Phoenix / POSEIDON Project on Alzheimer’s disease
Phoenix project overview, key publications, and results, March 2022
The Phoenix /Poseidon project is a five-year research project on Alzheimer disease (jan 2018- dec 2022). This ambitious project was made possible due to the financial support of SCOR Foundation for Science via the Fondation pour la recherche sur Alzheimer to a research team based in Hospital Pitié-Salpêtrière, Paris, France, in collaborations with other international research centers.
The objective of the project is to identify diagnostic biomarkers of Alzheimer's disease (AD) and to define predictive algorithms for disease progression in patients “at risk” for AD.
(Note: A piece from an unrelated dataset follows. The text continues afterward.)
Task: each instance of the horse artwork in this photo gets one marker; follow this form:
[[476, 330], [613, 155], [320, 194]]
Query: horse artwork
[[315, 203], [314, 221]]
This program used data generated by the INSIGHT cohort. This is a monocenter cohort, participants were recruited and explored in one place which is a key factor for the quality of the data: e.g. MRI (magnetic resonance imaging) and PET (Positron emission tomography) were constantly performed on the same machines, contributing to reducing the variability observed in multicentric studies. This cohort was focusing on patients with normal cognitive performance, and evaluated for brain amyloid load in order to explore the transition from “at-risk for AD” to symptomatic AD. Of the 318 subjects initially recruited, with an average age of 76 years, 88 of them already had amyloid lesions in the brain. These subjects were therefore “at risk” of developing AD. On the other hand, 230 subjects were amyloid negative, and were considered as normal control subjects.
The principal result is that the risk of progression to AD among elderly subjects with subjective memory complaint and high amyloid load is low: 17% over 5 years. This means that high brain amyloid load is not enough to diagnose AD.
The value of plasma biomarkers such as Aß40/42 or pTau181 is now about to be well established. An innovative addition from this program is the integration of neurophysiological biomarkers (EEG) in the multimodal approach. In combination with other biomarkers EEG could give some indication on the cognitive reserve.
Altogether, results available from this program are supporting the proposition that a more personalized approach of the disease is necessary. For example, the disease may progress differently in men and women, according to APoEe genotype, and some plasma biomarkers may identify specific mechanisms involved in the pathophysiology (e.g. DyrK1A, YKL-40). This illustrates the benefit of isolated biomarkers but even more of a multimodal approach. The latter offers opening to progresses not only for diagnosis but even more to decipher the mechanisms at stake for a given patient resulting in a much better targeted and individualized therapeutic strategy.